Illuminating the dark side of the human transcriptome with long read transcript sequencingBACKGROUND: The human transcriptome annotation is regarded as one of the most complete of any eukaryotic species. However, limitations in sequencing technologies have biased the annotation toward multi-exonic protein coding genes. Accurate high-throughput long read transcript sequencing can now provide additional evidence for rare transcripts and genes such as mono-exonic and non-coding genes that were previously either undetectable or impossible to differentiate from sequencing noise. RESULTS: We developed the Transcriptome Annotation by Modular Algorithms (TAMA) software to leverage the power of long read transcript sequencing and address the issues with current data processing pipelines.

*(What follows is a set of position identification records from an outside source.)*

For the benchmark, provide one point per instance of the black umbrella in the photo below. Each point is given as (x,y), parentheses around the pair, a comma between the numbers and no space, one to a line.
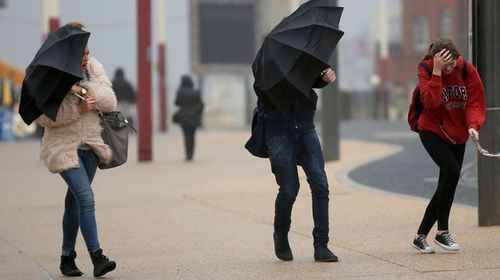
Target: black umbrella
(296,51)
(55,68)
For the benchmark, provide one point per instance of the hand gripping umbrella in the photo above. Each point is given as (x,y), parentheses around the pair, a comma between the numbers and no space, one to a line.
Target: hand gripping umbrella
(296,51)
(55,68)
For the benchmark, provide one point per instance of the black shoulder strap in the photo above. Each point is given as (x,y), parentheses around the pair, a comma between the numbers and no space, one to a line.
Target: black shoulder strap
(426,68)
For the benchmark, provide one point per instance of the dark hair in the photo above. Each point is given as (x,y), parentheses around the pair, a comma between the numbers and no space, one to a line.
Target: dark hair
(186,81)
(442,43)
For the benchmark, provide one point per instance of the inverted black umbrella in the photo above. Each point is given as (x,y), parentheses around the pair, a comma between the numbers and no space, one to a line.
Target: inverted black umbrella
(55,68)
(296,51)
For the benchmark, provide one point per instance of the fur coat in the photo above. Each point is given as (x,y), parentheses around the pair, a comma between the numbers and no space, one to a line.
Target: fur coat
(71,129)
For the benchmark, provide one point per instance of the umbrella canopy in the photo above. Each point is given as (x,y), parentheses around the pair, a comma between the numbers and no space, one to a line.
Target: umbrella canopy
(296,51)
(55,68)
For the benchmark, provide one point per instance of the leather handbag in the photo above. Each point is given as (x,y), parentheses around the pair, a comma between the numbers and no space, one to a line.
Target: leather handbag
(115,130)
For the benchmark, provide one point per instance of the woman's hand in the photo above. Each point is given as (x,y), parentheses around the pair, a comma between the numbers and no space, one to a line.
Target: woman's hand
(328,76)
(441,59)
(474,133)
(88,104)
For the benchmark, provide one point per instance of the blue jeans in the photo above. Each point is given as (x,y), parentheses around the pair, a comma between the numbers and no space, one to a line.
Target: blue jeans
(79,206)
(286,151)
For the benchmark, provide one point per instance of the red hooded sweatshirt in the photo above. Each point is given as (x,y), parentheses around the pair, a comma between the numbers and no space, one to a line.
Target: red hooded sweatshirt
(451,105)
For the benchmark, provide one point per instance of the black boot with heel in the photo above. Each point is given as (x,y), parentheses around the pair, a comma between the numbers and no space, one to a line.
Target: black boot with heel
(68,266)
(102,264)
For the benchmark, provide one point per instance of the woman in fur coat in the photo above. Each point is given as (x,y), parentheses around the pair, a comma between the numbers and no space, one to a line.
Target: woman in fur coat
(72,146)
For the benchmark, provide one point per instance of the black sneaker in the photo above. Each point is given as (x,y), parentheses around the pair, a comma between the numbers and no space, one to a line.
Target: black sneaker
(420,243)
(102,264)
(323,254)
(445,241)
(68,266)
(281,247)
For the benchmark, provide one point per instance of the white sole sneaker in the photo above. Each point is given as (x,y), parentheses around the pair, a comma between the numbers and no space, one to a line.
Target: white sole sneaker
(454,248)
(426,251)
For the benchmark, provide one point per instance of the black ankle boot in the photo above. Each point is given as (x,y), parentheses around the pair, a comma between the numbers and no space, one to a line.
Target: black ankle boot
(102,264)
(282,248)
(68,266)
(323,254)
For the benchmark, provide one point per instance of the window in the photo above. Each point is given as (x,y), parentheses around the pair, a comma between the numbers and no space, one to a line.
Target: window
(420,33)
(445,22)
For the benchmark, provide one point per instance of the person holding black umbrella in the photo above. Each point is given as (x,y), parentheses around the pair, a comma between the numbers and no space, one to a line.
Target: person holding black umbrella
(64,89)
(293,60)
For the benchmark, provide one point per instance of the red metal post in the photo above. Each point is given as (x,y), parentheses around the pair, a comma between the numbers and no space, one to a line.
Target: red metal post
(383,69)
(162,75)
(144,79)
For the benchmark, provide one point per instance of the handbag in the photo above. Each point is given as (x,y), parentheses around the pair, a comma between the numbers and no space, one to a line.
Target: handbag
(257,145)
(115,130)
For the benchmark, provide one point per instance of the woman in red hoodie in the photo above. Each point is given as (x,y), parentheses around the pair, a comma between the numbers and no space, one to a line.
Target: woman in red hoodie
(454,110)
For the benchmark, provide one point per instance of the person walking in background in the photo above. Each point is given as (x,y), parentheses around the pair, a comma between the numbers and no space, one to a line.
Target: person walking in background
(453,100)
(189,114)
(72,146)
(125,94)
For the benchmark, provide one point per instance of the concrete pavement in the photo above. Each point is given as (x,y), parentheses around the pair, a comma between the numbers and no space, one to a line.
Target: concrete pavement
(212,219)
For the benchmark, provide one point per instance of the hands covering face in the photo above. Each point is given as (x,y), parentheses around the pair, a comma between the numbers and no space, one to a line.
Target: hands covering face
(444,61)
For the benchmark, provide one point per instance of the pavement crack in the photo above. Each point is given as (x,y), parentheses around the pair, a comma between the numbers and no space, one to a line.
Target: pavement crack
(27,257)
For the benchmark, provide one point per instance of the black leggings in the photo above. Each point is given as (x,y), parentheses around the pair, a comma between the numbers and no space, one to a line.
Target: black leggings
(449,158)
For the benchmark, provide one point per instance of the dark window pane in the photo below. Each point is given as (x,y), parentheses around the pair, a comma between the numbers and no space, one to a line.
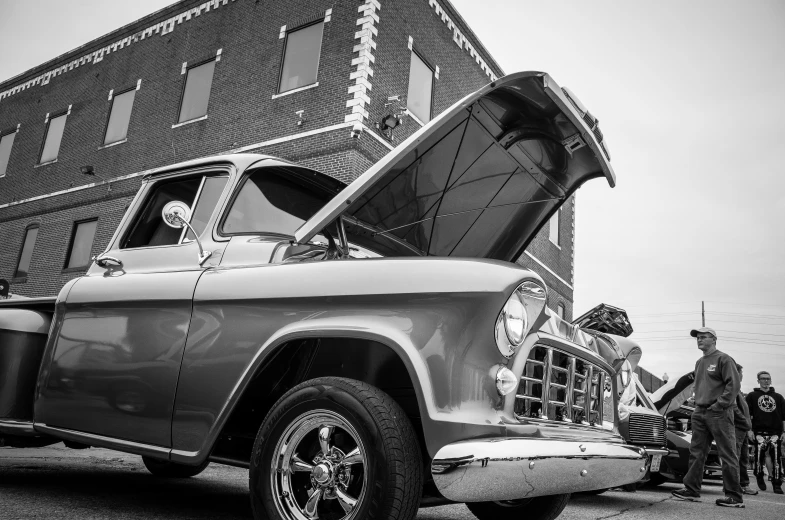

TAMA achieved high sensitivity and precision for gene and transcript model predictions in both reference guided and unguided approaches in our benchmark tests using simulated Pacific Biosciences (PacBio) and Nanopore sequencing data and real PacBio datasets. By analyzing PacBio Sequel II Iso-Seq sequencing data of the Universal Human Reference RNA (UHRR) using TAMA and other commonly used tools, we found that the convention of using alignment identity to measure error correction performance does not reflect actual gain in accuracy of predicted transcript models. In addition, inter-read error correction can cause major changes to read mapping, resulting in potentially over 6 K erroneous gene model predictions in the Iso-Seq based human genome annotation. Using TAMA's genome assembly based error correction and gene feature evidence, we predicted 2566 putative novel non-coding genes and 1557 putative novel protein coding gene models. CONCLUSIONS: Long read transcript sequencing data has the power to identify novel genes within the highly annotated human genome. The use of parameter tuning and extensive output information of the TAMA software package allows for in depth exploration of eukaryotic transcriptomes. We have found long read data based evidence for thousands of unannotated genes within the human genome. More development in sequencing library preparation and data processing are required for differentiating sequencing noise from real genes in long read RNA sequencing data.